2. Some ribbon cables had been improperly routed and had been punctured by the pins from the back of one of the modules when the unit's lid was closed. It was assumed, but never proven, that this was shorting some signals in the cable and module. The cables had to be replaced and routed properly. How these units passed manufacturing test I'll never know.
3. Around midnight one night I discovered that I could build up a pretty good static charge by walking around in the lab despite the tile floor. The air was very dry. I touched the stainless steel case of one of the units in the lab and it failed immediately. I cycled power, and it resumed operation, so I did it again. It failed again. I couldn't make it fail if the in-circuit emulator was connected, so I decided to risk the Tek 1240 (pretty expensive gear at the time), and set it up to trace the address and data buses on the unit's CPU. I discovered that one of the serial I/O chips was generating a DCD (Data Carrier Detect) loss interrupt even though the DCD- pin on the chip was grounded. The software was not correctly decoding that interrupt because "it couldn't happen". I learned later that the interrupt was caused by ground-bounce under certain conditions. I fixed the interrupt decode software, burned new EPROMs and by dawn I had upgraded the dozen or so units that had been failing most frequently. After upgrading the rest of the units the failure rate plummeted to well within our contracted MTBF.
In the late 80's I was working for a company that made stuff for government agencies. We built a lot of the stuff from the PCB's up. We liked ethernet, but it was still expensive to build, test, and integrate, and most facilities were not ready to use it extensively, so most of our devices communicated over serial links using opto-isolated current loop or differential interfaces for noise immunity. We were having a lot of trouble with equipment failing in a facility not too far from Chicago. We assumed that it was a software problem because if you powered the equipment down, then back up, it would operate normally again. Failures were often noticed at shift change (24-hour facilities, with on-site maintenance and tracking of failures and recoveries; we had a contractual obligation to meet a specific MTBF target).
A small team was sent to the facility with me included. We were sent with a few tools including a Tektronix 1240 logic analyzer, in-circuit emulator for the microprocessor in the failing units, HP 4952A protocol analyzer, and a DEC minicomputer to run the cross-development toolchain for the target systems. Lab space was provided by the facility, with access to our units in the field as needed (we were provided with facility ID, and escorts as required).

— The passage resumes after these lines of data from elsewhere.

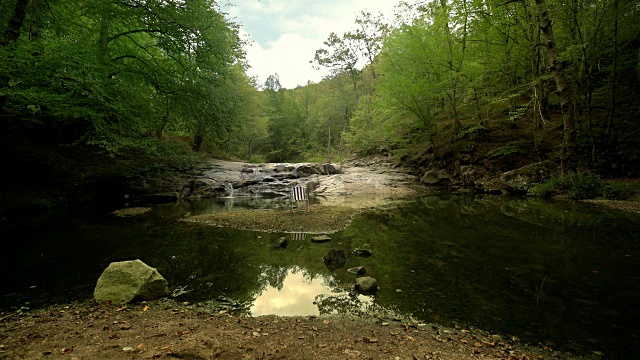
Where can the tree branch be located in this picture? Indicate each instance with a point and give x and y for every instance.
(111, 38)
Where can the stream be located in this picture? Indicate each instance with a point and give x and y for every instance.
(563, 274)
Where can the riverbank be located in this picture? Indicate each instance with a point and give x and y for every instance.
(165, 329)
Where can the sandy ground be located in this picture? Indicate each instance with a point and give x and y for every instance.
(164, 329)
(167, 330)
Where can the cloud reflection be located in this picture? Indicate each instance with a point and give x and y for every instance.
(295, 297)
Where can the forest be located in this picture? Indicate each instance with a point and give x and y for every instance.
(132, 90)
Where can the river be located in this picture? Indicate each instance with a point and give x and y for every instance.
(564, 274)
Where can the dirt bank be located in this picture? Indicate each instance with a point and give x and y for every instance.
(167, 330)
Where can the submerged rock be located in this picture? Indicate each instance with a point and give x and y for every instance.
(127, 212)
(320, 239)
(362, 252)
(366, 284)
(125, 281)
(281, 243)
(334, 259)
(358, 270)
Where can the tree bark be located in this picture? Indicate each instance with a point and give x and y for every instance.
(568, 114)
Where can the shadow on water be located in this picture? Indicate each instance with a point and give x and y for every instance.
(567, 273)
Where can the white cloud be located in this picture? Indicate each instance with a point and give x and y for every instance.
(287, 33)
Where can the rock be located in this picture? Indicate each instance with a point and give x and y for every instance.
(366, 284)
(125, 281)
(308, 170)
(493, 186)
(334, 257)
(281, 243)
(320, 239)
(362, 252)
(471, 174)
(358, 270)
(127, 212)
(330, 169)
(430, 177)
(433, 177)
(524, 177)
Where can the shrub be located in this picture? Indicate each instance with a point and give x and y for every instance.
(582, 185)
(545, 189)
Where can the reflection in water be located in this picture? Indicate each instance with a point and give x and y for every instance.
(565, 273)
(297, 294)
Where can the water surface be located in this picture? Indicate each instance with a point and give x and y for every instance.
(563, 273)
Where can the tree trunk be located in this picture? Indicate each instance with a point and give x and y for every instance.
(568, 115)
(614, 65)
(198, 139)
(11, 34)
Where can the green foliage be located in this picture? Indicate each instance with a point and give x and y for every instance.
(256, 159)
(544, 190)
(513, 147)
(579, 186)
(126, 70)
(582, 185)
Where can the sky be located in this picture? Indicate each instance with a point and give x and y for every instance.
(286, 33)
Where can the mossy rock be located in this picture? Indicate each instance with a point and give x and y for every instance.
(125, 281)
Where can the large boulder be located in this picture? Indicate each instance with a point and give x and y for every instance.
(125, 281)
(305, 170)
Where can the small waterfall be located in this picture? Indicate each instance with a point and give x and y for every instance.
(228, 190)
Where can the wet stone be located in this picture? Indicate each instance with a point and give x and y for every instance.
(362, 252)
(320, 239)
(358, 270)
(281, 243)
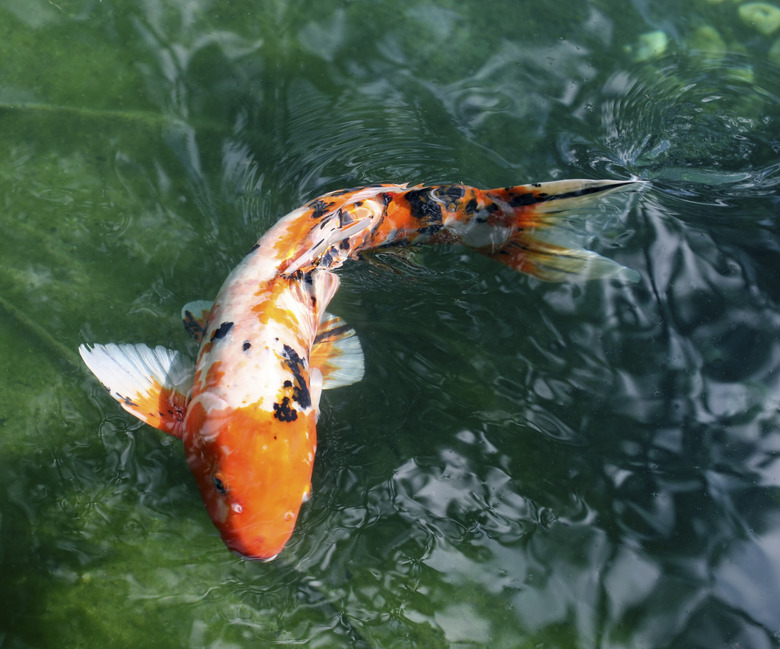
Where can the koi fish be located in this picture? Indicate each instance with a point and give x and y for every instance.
(246, 410)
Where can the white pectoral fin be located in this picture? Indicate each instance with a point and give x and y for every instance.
(151, 384)
(337, 353)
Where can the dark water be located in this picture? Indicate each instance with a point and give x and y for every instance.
(525, 464)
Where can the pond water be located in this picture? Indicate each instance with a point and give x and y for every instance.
(525, 464)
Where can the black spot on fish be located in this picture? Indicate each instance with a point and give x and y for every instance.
(320, 208)
(521, 200)
(423, 206)
(430, 229)
(284, 412)
(345, 218)
(219, 485)
(221, 331)
(192, 326)
(298, 366)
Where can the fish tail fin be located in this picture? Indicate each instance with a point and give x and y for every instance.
(540, 243)
(151, 384)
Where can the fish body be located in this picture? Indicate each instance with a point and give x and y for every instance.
(246, 411)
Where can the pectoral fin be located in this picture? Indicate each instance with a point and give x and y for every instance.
(151, 384)
(337, 353)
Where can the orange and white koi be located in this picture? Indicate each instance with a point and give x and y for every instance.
(246, 411)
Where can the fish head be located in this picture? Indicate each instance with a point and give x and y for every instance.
(253, 471)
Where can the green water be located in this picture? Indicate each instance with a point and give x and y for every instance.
(524, 464)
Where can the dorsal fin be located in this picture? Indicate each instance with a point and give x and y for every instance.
(195, 316)
(337, 353)
(152, 384)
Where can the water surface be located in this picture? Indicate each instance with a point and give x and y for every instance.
(525, 464)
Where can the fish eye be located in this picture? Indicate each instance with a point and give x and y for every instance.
(219, 484)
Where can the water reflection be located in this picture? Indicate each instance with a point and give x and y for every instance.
(523, 464)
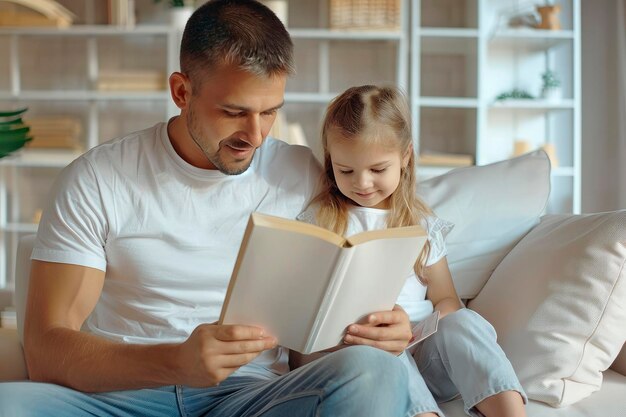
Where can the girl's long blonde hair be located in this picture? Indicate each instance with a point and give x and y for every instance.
(362, 113)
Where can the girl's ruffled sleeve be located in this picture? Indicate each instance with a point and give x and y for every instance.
(437, 230)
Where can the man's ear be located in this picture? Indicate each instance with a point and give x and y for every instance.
(180, 89)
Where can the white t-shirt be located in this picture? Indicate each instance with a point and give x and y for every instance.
(166, 233)
(413, 295)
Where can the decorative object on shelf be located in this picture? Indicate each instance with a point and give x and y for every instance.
(14, 133)
(37, 13)
(515, 94)
(121, 13)
(550, 149)
(521, 147)
(365, 14)
(549, 17)
(180, 12)
(279, 7)
(551, 87)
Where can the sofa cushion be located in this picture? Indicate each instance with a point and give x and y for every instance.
(557, 303)
(493, 207)
(620, 363)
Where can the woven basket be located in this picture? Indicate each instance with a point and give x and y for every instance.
(365, 14)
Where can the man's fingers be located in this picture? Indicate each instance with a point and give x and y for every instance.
(247, 346)
(393, 346)
(230, 333)
(237, 360)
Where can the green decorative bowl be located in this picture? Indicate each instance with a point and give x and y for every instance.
(14, 134)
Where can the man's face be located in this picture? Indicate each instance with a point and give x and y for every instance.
(229, 115)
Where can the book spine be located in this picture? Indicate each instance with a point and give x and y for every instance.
(335, 282)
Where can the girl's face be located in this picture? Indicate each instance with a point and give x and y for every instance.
(365, 173)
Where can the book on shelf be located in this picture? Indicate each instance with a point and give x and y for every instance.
(55, 132)
(131, 80)
(305, 284)
(444, 159)
(35, 13)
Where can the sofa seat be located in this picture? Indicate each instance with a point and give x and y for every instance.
(610, 401)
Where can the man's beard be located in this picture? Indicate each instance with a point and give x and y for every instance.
(214, 158)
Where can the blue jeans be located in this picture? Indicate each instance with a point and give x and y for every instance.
(355, 381)
(462, 357)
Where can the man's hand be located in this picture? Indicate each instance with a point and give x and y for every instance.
(387, 330)
(213, 352)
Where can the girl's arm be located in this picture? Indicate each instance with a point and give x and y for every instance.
(441, 290)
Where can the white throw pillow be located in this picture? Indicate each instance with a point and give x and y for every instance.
(620, 363)
(557, 303)
(492, 207)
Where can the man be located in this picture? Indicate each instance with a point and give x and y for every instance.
(139, 241)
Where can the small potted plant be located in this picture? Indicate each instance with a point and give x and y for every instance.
(551, 87)
(180, 11)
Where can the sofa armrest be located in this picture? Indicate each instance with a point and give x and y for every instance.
(12, 363)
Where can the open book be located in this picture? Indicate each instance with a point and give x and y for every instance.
(305, 284)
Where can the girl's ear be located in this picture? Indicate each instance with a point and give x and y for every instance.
(407, 156)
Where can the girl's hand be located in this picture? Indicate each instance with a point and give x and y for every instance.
(386, 330)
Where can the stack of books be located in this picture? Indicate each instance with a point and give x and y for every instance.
(131, 80)
(55, 132)
(35, 13)
(14, 133)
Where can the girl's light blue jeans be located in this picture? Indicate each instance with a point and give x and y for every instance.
(462, 357)
(355, 381)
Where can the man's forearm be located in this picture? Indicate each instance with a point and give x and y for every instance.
(88, 363)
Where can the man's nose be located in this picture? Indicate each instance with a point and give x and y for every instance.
(253, 129)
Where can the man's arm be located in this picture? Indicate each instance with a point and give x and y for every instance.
(60, 298)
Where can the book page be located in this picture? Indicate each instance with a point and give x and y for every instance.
(372, 283)
(280, 283)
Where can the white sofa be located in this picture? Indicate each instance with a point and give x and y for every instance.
(553, 286)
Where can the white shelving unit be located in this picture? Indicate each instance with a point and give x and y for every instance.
(320, 52)
(463, 57)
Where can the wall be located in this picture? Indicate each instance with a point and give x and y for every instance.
(600, 151)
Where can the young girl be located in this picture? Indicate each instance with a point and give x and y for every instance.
(369, 183)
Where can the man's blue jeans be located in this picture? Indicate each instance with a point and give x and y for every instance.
(355, 381)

We found a number of interesting problems that prove the old adage about theory and practice.
1. One of the developers on the project had removed power-up ROM and RAM tests because
"manufacturing test will catch them, and it will shorten the boot-up time". When we re-enabled these tests we found several units in the field that failed immediately. Some of the chips were not seated properly in their sockets (including bent pins) and had not been caught in test.
2. Some ribbon cables had been improperly routed and had been punctured by the pins from the back of one of the modules when the unit's lid was closed. It was assumed, but never proven, that this was shorting some signals in the cable and module. The cables had to be replaced and routed properly. How these units passed manufacturing test I'll never know.

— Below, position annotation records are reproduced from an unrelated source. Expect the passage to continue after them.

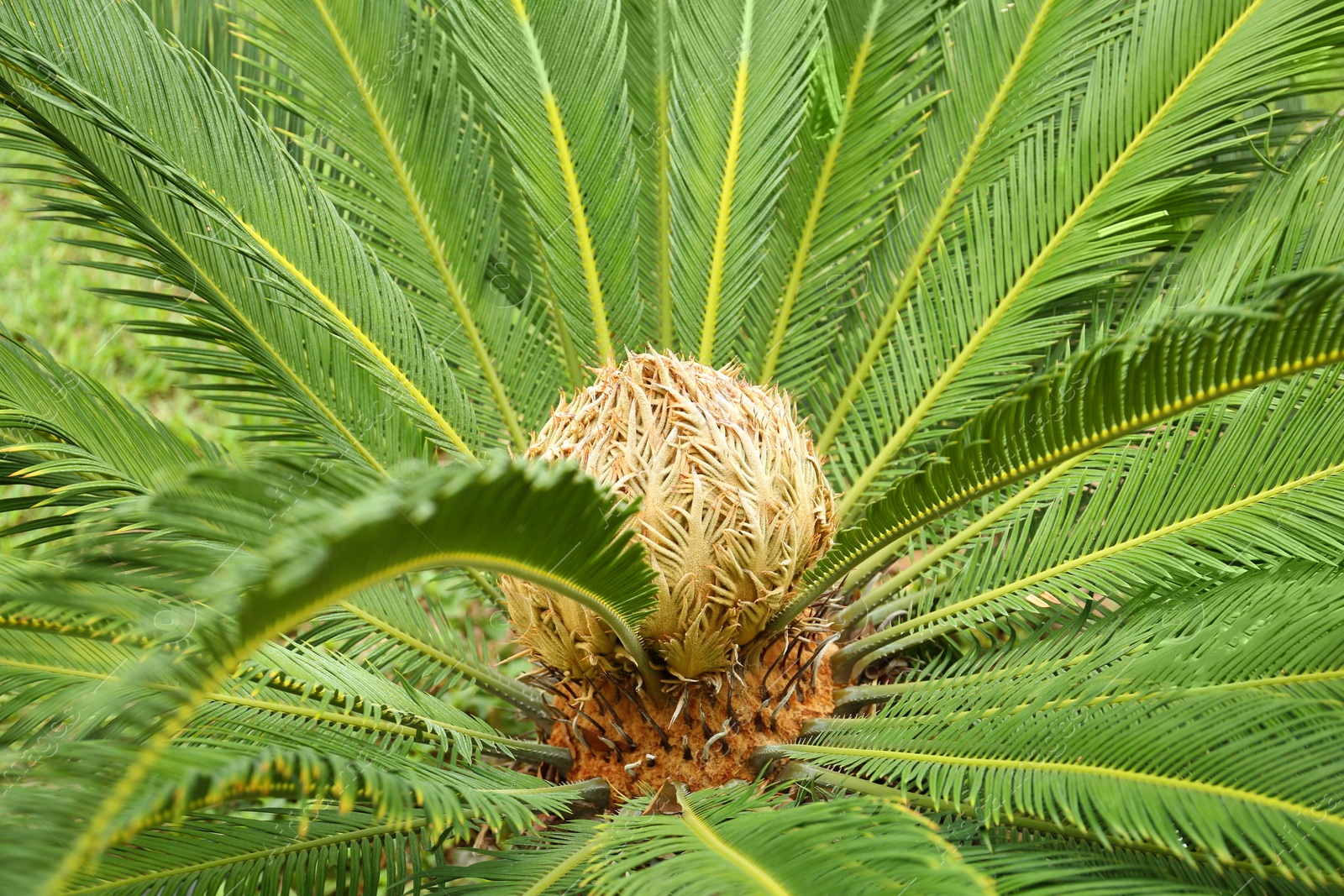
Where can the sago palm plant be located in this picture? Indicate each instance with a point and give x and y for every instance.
(698, 446)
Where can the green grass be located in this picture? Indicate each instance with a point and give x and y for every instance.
(45, 296)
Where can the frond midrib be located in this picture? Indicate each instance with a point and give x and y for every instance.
(428, 233)
(853, 493)
(1059, 569)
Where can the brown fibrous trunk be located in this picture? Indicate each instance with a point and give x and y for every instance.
(694, 734)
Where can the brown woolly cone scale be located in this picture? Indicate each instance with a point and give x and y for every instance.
(734, 510)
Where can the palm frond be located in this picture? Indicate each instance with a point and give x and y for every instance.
(222, 217)
(73, 443)
(391, 631)
(1173, 723)
(871, 97)
(496, 519)
(413, 174)
(1117, 389)
(1116, 144)
(1222, 490)
(288, 852)
(739, 76)
(736, 841)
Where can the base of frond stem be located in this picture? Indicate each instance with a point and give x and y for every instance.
(701, 736)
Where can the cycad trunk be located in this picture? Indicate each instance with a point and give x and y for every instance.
(734, 510)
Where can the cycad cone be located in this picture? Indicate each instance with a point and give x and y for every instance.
(734, 510)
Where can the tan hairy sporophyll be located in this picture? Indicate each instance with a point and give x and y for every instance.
(732, 511)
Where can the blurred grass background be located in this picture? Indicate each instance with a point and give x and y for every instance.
(45, 296)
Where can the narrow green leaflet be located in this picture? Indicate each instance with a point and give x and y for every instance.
(739, 74)
(870, 101)
(413, 170)
(1226, 486)
(551, 73)
(503, 517)
(732, 840)
(74, 443)
(228, 214)
(1117, 389)
(1149, 727)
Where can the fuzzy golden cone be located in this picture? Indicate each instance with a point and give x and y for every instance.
(734, 510)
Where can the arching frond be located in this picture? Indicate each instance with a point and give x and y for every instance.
(1116, 389)
(221, 217)
(553, 76)
(739, 76)
(413, 172)
(1117, 120)
(734, 841)
(1222, 490)
(73, 443)
(1179, 721)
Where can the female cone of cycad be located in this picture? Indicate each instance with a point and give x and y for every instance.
(732, 511)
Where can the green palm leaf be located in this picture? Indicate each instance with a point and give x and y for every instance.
(414, 170)
(1252, 484)
(738, 842)
(491, 519)
(739, 74)
(551, 74)
(1151, 739)
(217, 228)
(1097, 396)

3. Around midnight one night I discovered that I could build up a pretty good static charge by walking around in the lab despite the tile floor. The air was very dry. I touched the stainless steel case of one of the units in the lab and it failed immediately. I cycled power, and it resumed operation, so I did it again. It failed again. I couldn't make it fail if the in-circuit emulator was connected, so I decided to risk the Tek 1240 (pretty expensive gear at the time), and set it up to trace the address and data buses on the unit's CPU. I discovered that one of the serial I/O chips was generating a DCD (Data Carrier Detect) loss interrupt even though the DCD- pin on the chip was grounded. The software was not correctly decoding that interrupt because "it couldn't happen". I learned later that the interrupt was caused by ground-bounce under certain conditions. I fixed the interrupt decode software, burned new EPROMs and by dawn I had upgraded the dozen or so units that had been failing most frequently. After upgrading the rest of the units the failure rate plummeted to well within our contracted MTBF.